Other times, I wondered more about the quality of Jewish guy I could meet at a bar and, of course, inversely, if they would take me seriously as a prospect after meeting me at a bar. But then I figured, hey, if I’m at a bar for a friend’s birthday party or a ladies night out or to celebrate a coworker’s promotion, than why can’t the man of my dreams be there too? And that’s exactly what happened…
My name is Tamar Caspi and I’m in a committed, monogamous relationship with a man I met at a bar. Whew, that’s a lot of weight off my shoulders. This is the story: I went to a friend of a friend’s birthday party at a bar in Tel Aviv and “S” was also taken there by a friend of the same birthday girl. A little eye contact, an “accidental” bump and two hours of flirtatious conversation later he asked me on a date. And the rest, as they say, is history (or at least that’s what we’ll call it for the sake of this article). And now I can say, with the utmost certainty, that you absolutely can meet someone at a bar. In the meantime, the girl whose birthday we went to is over-the-moon happy for us, hopes the luck will rub off on her and is considering it her ticket to heaven.
IN ACTUALITY, it’s never as simple as it sounds. Timing is indeed everything. Meeting someone in a bar means you have to really, really know what you’re looking for and be really, really ready to meet that person and to know who that person is when he or she walks through the door. A bar in Israel automatically eliminates having to worry about if the person is Jewish (for the most part), but what you don’t know is if the person is single and if they are available then are they looking for love or a hook-up?

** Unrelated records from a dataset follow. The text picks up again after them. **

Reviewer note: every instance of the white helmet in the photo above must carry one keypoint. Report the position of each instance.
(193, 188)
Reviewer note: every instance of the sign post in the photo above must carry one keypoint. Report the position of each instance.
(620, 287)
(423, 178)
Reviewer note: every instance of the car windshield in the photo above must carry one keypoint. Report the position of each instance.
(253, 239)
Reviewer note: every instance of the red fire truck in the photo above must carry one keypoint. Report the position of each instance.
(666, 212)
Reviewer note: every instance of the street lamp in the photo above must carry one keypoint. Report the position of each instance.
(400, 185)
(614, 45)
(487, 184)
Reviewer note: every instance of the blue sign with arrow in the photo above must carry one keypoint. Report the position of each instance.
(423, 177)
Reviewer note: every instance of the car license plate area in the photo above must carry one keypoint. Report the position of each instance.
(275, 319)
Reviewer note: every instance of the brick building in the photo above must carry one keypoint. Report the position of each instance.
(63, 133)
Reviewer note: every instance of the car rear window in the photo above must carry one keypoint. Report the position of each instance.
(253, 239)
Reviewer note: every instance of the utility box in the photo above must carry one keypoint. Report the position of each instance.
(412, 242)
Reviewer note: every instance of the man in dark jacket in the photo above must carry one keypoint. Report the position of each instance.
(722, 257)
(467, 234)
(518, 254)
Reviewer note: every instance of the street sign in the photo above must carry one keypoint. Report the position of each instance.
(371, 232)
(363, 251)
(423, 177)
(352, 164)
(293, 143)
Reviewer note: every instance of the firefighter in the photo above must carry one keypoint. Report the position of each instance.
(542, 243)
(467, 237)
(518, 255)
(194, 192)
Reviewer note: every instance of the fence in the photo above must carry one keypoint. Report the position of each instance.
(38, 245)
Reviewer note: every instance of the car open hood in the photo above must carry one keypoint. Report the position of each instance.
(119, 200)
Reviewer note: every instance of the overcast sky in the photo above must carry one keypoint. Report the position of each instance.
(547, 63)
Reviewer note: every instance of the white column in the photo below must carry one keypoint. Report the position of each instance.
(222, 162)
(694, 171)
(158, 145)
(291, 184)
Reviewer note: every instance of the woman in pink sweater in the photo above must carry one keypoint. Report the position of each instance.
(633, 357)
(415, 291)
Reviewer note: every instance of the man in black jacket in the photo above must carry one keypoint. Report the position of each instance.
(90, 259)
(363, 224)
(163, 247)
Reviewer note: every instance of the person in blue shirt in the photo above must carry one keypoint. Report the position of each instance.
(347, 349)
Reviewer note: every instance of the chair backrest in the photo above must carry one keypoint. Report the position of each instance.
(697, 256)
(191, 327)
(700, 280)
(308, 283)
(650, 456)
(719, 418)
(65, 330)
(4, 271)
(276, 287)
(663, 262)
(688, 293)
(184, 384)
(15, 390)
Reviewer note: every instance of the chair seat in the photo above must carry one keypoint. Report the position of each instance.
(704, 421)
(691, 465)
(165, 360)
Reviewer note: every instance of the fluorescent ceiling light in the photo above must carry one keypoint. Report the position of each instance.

So many people go out just to party, and meeting someone is the furthest thing from their mind, but that’s just the point! It’s when you’re not looking that it will happen… except if you are single then you are always looking or at least checking out the crowd in your peripheral vision.
Bars in Tel Aviv are actually referred to as “pick-up bars” because the bars themselves take up most of the space, the male-female ratio is way off, the people tend to be aggressive and you are so crowded that you have no other option than to flirt with the person closest to you. Maybe not a great place to meet your future husband or wife, but definitely good practice, and hey, you never know, right?
Outside Israel it’s even more difficult because you have to determine if the person is single and Jewish. Would it be easier if there were some indiscreet, obsolete way which could identify the single Jews in a bar? Absolutely. Trust your instincts that if you truly and only want to marry a Jew, then your intuition will lead you in the right direction. The easiest way to find out is to simply come out and ask. During the first few minutes of small talk while you’re introducing yourself, just ask if he or she is single and while you’re there, why not slip in a quick question to see if he or she is Jewish. This question won’t sound shocking to the other person if he or she is single and also wants to meet a Jew, and you won’t waste anytime in the meantime.
The thing is, you have absolutely nothing to lose by asking someone if he or she is single and Jewish. It may be a little embarrassing at first and it may be awkward if the answer is “no,” but when the answer is “yes” the ice will automatically be broken. So get off your tuchus and go out with some friends to a bar because your beshert may already be there waiting for you.